None of these factors have stopped the U.S. economy from slowly — but steadily — regaining its strength.
And this, according to the latest research report from Marcus & Millichap Real Estate Investment Services, is one reason to believe in a long-awaited rebound for the country’s retail real estate sector.
Marcus & Millichap recently released its National Research Report. A highlight of the report is the surprisingly positive outlook it has for the hard-hit retail sector.
After all, of all the commercial real estate sectors, retail has struggled the most as the U.S. economy fell into its brutal slump.
The Marcus & Millichap report points to several factors to explain why the company’s researchers expect retail activity to begin to pick up in 2011: The U.S. economy continues to strengthen. Corporate balance sheets have improved significantly. Consumer confidence is building. And, best of all, retail sales improved markedly during the 2010 holiday season.
“The drop-off in store closures, the virtual standstill of new spec construction and expansion by stronger tenants were welcome developments last year,” said Hessam Nadji, managing director, research and advisory services, for Marcus & Millichap.
It’s not wise for retailers to start celebrating yet, though. The Marcus & Millichap report points out that not all retailers will see the same level of improvement. Newer developments in outlying areas will be burdened with far higher retail vacancy rates than will in-fill retail developments in established markets.
“The retail landscape is also changing,” Nadji said. “An explosion in online sales has rekindled worries among property owners about the future of certain types of brick-and-mortar retail. The retail property sector consistently reinvents itself, and we expect the industry to continually launch innovative new concepts to draw traffic. Fortress malls in superior locations, for instance, are thriving, having shifted tenant mix surprisingly fast and collaborated with distressed merchants to preserve occupancy.”
In other words, things are better for retail real estate today. This doesn’t mean, though, that challenges don’t await.
Retail is set to improve modestly in the Chicago area, but it should pick up more dramatically in 2012 after a year of steady job gains, the firm reports.
The market lost 20,000 jobs in 2010, but employment will expand 1.3 percent this year, adding 52,500 jobs and supporting a 5 percent increase in retail spending.
As in most sectors, recovery will begin in the city, where the report predicts vacancy will fall 30 basis points this year to 7.1 percent.

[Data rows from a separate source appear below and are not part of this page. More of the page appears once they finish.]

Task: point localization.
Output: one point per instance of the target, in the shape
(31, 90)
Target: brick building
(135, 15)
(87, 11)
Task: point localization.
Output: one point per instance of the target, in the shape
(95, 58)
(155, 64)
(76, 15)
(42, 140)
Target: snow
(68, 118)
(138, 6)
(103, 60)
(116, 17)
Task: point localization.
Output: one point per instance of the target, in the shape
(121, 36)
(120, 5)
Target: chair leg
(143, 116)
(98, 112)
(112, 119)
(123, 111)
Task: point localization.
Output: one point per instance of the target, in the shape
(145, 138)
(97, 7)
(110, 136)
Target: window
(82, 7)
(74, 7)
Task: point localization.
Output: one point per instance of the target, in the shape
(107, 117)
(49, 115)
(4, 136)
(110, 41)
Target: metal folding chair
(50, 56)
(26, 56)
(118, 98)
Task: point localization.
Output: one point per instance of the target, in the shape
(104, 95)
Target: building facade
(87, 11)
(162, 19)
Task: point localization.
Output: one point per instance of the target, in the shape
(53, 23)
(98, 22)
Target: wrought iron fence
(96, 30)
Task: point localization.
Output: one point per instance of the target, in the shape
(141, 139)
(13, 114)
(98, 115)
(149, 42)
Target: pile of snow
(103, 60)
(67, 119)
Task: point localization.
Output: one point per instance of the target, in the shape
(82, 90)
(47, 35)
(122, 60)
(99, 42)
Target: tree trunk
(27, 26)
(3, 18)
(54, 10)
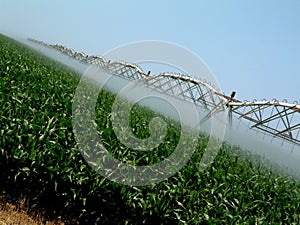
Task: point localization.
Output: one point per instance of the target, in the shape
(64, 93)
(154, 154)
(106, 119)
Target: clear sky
(253, 47)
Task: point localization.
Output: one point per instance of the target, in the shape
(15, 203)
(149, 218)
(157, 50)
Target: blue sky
(253, 47)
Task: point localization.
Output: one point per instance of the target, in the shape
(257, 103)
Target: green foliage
(39, 159)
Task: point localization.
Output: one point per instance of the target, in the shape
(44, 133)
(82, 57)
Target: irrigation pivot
(276, 118)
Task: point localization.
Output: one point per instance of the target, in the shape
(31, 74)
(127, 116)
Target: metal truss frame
(279, 119)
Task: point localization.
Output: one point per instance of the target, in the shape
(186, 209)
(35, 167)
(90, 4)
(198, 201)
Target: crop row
(39, 160)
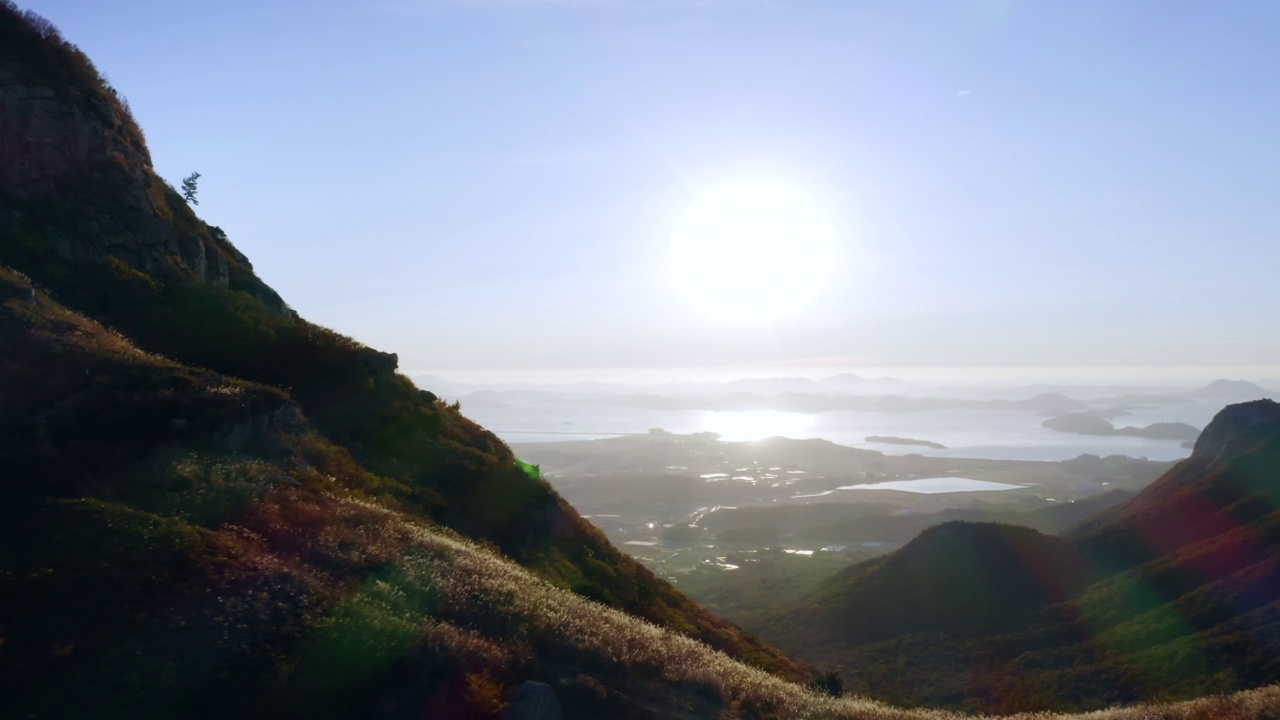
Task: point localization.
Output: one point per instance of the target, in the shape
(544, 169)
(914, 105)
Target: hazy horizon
(1185, 377)
(494, 185)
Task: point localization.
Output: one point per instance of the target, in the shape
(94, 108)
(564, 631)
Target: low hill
(1093, 424)
(1173, 593)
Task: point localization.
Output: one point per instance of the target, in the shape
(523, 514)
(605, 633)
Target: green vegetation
(210, 507)
(190, 190)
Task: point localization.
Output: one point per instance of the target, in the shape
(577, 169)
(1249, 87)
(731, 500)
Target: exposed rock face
(54, 144)
(1237, 429)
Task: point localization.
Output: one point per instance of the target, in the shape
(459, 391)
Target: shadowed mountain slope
(1173, 593)
(204, 356)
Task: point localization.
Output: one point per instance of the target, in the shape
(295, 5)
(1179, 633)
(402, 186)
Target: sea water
(999, 434)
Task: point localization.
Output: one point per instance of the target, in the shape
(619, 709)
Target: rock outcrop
(1238, 429)
(76, 177)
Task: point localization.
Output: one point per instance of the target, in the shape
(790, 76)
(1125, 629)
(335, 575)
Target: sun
(752, 251)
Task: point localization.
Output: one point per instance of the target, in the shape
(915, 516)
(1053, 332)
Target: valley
(680, 502)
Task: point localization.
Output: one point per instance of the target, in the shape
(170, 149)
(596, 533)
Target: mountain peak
(1238, 428)
(77, 185)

Big news has recently been made in Chicago with Target agreeing to take 125,000 square feet at 1 S. State Street in the Sullivan Center.
Despite activity downtown Chicago, recovery in the suburban markets will take much longer, as many experienced a vacancy increase of 300 basis points during the recession. Because of the suburban weakness, Chicago dropped 3 points to 19 on the firm’s National Retail Index.
Yet led by the strong activity in the city, the overall market should experience positive absorption, dropping to 11 percent vacancy and erasing last year’s gains.
Construction totals will also decrease from last year, with only 1.1 million square feet set to be delivered. Deliveries will include several drugstores and a Walmart.
Overall, the firm predicts that the Chicago market will see a 0.6 percent increase in rents to $18.73 per square foot. Effective rents will advance 1.4 percent to $16.35 per square foot.